Aktives Folat hat jedoch eine technische Herausforderung: Stabilität.
5-MTHF ist empfindlich gegenüber Feuchtigkeit, hohen Temperaturen und Sauerstoff; Schlechte Rohstoffe oder Verarbeitung können zu einer Zersetzung während der Lagerung führen und schädliche Verunreinigungen wie JK12A erzeugen.
Kurz gesagt, die Qualität von aktivem Folat hängt von seiner Lagerstabilität ab.
Ich habe nach Quellen für aktives Folat gesucht und eine Ultraschallkristallisationstechnologie in C-Kristallform gefunden, die eine Schutzschicht um empfindliche Moleküle bildet und so den Abbau im Laufe der Zeit verringert.
Nach Angaben des Herstellers bleibt diese patentierte C-Kristallform (Magnafolat) bei Raumtemperatur über drei Jahre lang stabil und stellt so sicher, dass aktive Folattabletten während ihrer gesamten Haltbarkeitsdauer wirksam bleiben.
Wie können normale schwangere Frauen feststellen, ob sie aktives Folat benötigen?
Wenn der Folatstatus bei präkonzeptionellen oder pränatalen Tests suboptimal ist oder wenn Homocystein (Hcy) aufgrund abnormaler Folatstoffwechselmarker erhöht ist oder wenn ein Risiko für den Folatstoffwechsel besteht, besprechen Sie mit einem Arzt die Anpassung der Folatform.
Spezifische Dosierung, Dauer und Nahrungsergänzungsplan sollten stets der professionellen medizinischen Beratung folgen.
Abschließend muss geklärt werden: Folat ist wichtig, kann aber nicht alle Probleme lösen.
Angst während der Schwangerschaft entsteht oft nicht durch „Nichtwissen“, sondern durch „Wissen, aber Unfähigkeit zu handeln“.
Begriffe wie Folat, Frühgeburt und SGA scheinen weit entfernt zu sein, bis sie jemanden betreffen, der ihnen nahe steht.
Wir müssen keine Experten sein – nur zwei Dinge: Regelmäßige Vorsorgeuntersuchungen durchführen und Fragen stellen.
Selbst fünf weitere Minuten Gespräch mit einem Arzt sind besser, als sich selbst Angst zu machen.

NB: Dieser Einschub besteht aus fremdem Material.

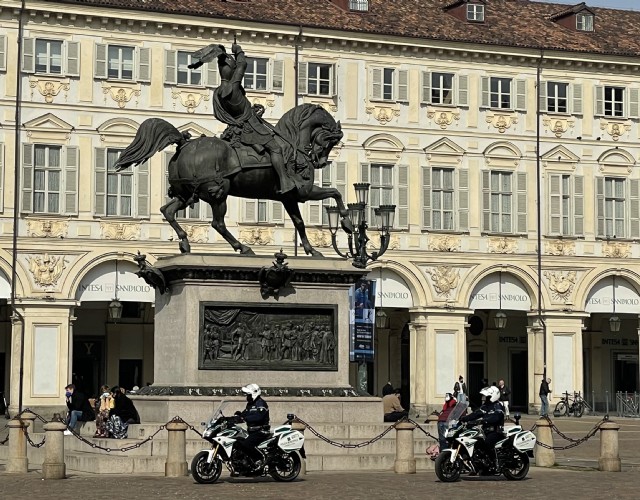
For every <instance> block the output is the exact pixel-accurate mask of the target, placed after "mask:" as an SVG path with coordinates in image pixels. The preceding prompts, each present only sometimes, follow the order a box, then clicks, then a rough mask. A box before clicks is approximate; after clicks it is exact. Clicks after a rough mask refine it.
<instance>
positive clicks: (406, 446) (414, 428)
mask: <svg viewBox="0 0 640 500" xmlns="http://www.w3.org/2000/svg"><path fill="white" fill-rule="evenodd" d="M413 429H415V425H414V424H410V423H409V422H400V423H399V424H396V460H395V462H394V463H393V470H394V471H395V473H396V474H415V473H416V459H415V456H414V453H413V448H414V444H413Z"/></svg>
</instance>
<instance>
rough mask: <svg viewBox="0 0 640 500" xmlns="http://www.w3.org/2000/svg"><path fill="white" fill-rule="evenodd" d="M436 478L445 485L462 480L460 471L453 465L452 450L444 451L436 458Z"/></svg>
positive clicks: (457, 467)
mask: <svg viewBox="0 0 640 500" xmlns="http://www.w3.org/2000/svg"><path fill="white" fill-rule="evenodd" d="M435 467H436V476H438V479H440V481H442V482H443V483H454V482H456V481H457V480H458V479H460V469H459V468H458V467H456V464H455V463H451V450H444V451H442V452H440V455H438V456H437V457H436V463H435Z"/></svg>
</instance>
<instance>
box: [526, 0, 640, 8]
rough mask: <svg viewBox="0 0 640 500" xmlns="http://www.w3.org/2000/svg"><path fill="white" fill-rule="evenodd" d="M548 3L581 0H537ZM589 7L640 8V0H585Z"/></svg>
mask: <svg viewBox="0 0 640 500" xmlns="http://www.w3.org/2000/svg"><path fill="white" fill-rule="evenodd" d="M535 1H538V2H540V1H541V2H547V3H566V4H568V5H576V4H579V3H580V1H581V0H535ZM585 3H586V4H587V5H588V6H589V7H609V8H611V9H627V10H640V0H585Z"/></svg>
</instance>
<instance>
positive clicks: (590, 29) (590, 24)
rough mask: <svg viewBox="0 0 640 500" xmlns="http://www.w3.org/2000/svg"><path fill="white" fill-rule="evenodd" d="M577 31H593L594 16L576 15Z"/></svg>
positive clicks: (586, 14) (590, 13)
mask: <svg viewBox="0 0 640 500" xmlns="http://www.w3.org/2000/svg"><path fill="white" fill-rule="evenodd" d="M576 29H577V30H578V31H593V14H591V13H589V12H580V13H578V14H576Z"/></svg>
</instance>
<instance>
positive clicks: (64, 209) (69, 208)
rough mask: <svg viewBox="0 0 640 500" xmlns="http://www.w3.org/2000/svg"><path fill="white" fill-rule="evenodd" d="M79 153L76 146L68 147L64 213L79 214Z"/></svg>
mask: <svg viewBox="0 0 640 500" xmlns="http://www.w3.org/2000/svg"><path fill="white" fill-rule="evenodd" d="M79 161H80V156H79V151H78V148H77V147H75V146H67V147H66V152H65V167H64V213H65V214H67V215H77V214H78V173H79V171H78V168H79Z"/></svg>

Die Tatsache, dass Sie diesen Artikel sorgfältig lesen, bedeutet, dass es Ihnen bereits gut geht.
Referenzen
[1] 5-Methyltetrahydrofolat und Thiamindiphosphat in Nabelschnurblut-Erythrozyten von Frühgeborenen im Vergleich zu reifen Neugeborenen. *European Journal of Clinical Nutrition*, Okt. 2023 DOI:10.1038/s41430-023-01347-y
[2] Lian Zenglin, Liu Kang, Gu Jinhua, Cheng Yongzhi et al. Biologische Eigenschaften und Anwendungen von Folsäure und 5-Methyltetrahydrofolat. *China Food Additives*, 2022(2).
Haftungsausschluss
Magnafolat wird nur als Rohstoff für Calcium-6S-5-methyltetrahydrofolat (aktives Folat) geliefert und ist nicht für den direkten diagnostischen oder therapeutischen Gebrauch durch Verbraucher bestimmt. Alle Entscheidungen über eine Nahrungsergänzung sollten unter professioneller medizinischer Anleitung getroffen werden.
Die Geschichte in diesem Artikel basiert auf gängigen Szenarien und Forschungsfällen, um wissenschaftliche Informationen zu vermitteln, und stellt keine realen individuellen Erfahrungen dar. Dieses Produkt ist ein Lebensmittelrohstoff und kein Ersatz für Medikamente.